Les principales différences avec Super Mario 64 sont celles-ci : Banjo ne peut s’accrocher à des parois, ne peut faire de sauts en longueur et lorsqu’il chute, il peut perdre d’un alvéole (point de vie) à… ça dépend de la hauteur et vous ne voulez pas le savoir car certains niveaux donnent littéralement le vertige! Les niveaux sont si immenses que le jeu demande un temps de complétion qui s’étend sur près de 25 heures si ce n’est pas au moins 30 heures la première fois. Malgré ses apparences, Banjo-Kazooie est loin d’être un jeu pour enfants car les détails et les dialogues peuvent parfois contenir des indices et du double-sens.

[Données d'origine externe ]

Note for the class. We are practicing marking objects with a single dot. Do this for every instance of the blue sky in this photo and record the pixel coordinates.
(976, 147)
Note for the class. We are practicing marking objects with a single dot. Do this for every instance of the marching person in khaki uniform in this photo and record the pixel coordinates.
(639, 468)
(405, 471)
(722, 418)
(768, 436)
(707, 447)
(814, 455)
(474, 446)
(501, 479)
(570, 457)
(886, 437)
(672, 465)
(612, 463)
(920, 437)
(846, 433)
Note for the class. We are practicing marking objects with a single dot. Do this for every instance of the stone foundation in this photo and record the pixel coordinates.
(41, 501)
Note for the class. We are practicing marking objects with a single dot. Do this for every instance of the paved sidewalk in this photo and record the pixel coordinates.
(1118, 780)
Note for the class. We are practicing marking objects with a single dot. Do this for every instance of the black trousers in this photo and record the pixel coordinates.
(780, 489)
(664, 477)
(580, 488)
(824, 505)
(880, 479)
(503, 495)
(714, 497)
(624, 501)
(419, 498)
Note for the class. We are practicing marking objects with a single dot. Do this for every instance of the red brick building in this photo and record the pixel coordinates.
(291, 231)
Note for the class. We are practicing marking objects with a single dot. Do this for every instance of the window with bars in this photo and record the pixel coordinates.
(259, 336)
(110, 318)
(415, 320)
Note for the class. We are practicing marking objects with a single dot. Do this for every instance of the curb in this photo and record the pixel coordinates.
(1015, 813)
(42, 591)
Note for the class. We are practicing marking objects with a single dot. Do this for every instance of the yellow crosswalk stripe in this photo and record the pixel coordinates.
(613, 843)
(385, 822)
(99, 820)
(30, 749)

Le jeu mise aussi sur des formes alternatives pour compléter des objectifs. Le shaman Mumbo Jumbo vous transformera en animal ou objet pour passer à travers de petits secteurs ou explorer des endroits généralement inaccessibles. L’autre aspect est la possibilité d’utiliser des codes triche affectant très peu la jouabilité mais renforcant la quantité d’objets à utiliser pour explorer et combattre. En effet, même si Banjo effectue la majorité des mouvements de base, Kazooie est d’une aide incroyable avec le tir d’œuf (qui vise un peu trop à gauche), la possibilité de trotter avec Banjo sur son dos pour franchir des pentes, utiliser ses ailes comme bouclier avec des plumes dorées, utiliser des coups de bec, utiliser des socles pour bondir et ainsi de suite. Banjo-Kazooie incorpore donc une série de mouvements plus ou moins originaux mais complexes et amusants.

Le jeu n’offre pas de véritables dialogues mais plutôt des balbutiements ou des bruits bizarres qui seront les voix des personnages. Il suffit d’entendre Gruntilda ou encore Banjo et Kazooie. N’importe qui capable de supporter ces voix en découvrira d’autres… qui sont vraiment douteux! Cela dit, la trame sonore est certainement l’un des plus gros points forts du jeu : chaque musique représente bien les mondes et les moments du jeu et nous restent en tête… même après 15 ans! Chaque univers est donc un petit chef d’œuvre et le combat final vaut, à lui seul, la complétion du titre! Le sentiment d’accomplissement est énorme et on découvre aussitôt que Banjo-Kazooie aura une suite : Banjo-Tooie!

Avec des dialogues à double-sens qui franchissent le quatrième mur, une bande sonore mémorable, une direction artistique excentrique et une série d’objectifs à accomplir… qui aurait cru que Banjo-Kazooie allait être, encore aujourd’hui, un excellent jeu de plateforme? Si le personnage principal semblait venir d’un jeu de course, il aura prouvé qu’il peut venir de nulle part et marquer une console… et un studio en Rareware… mais qui aurait surtout cru qu’il allait marquer l’enfance de plusieurs joueurs?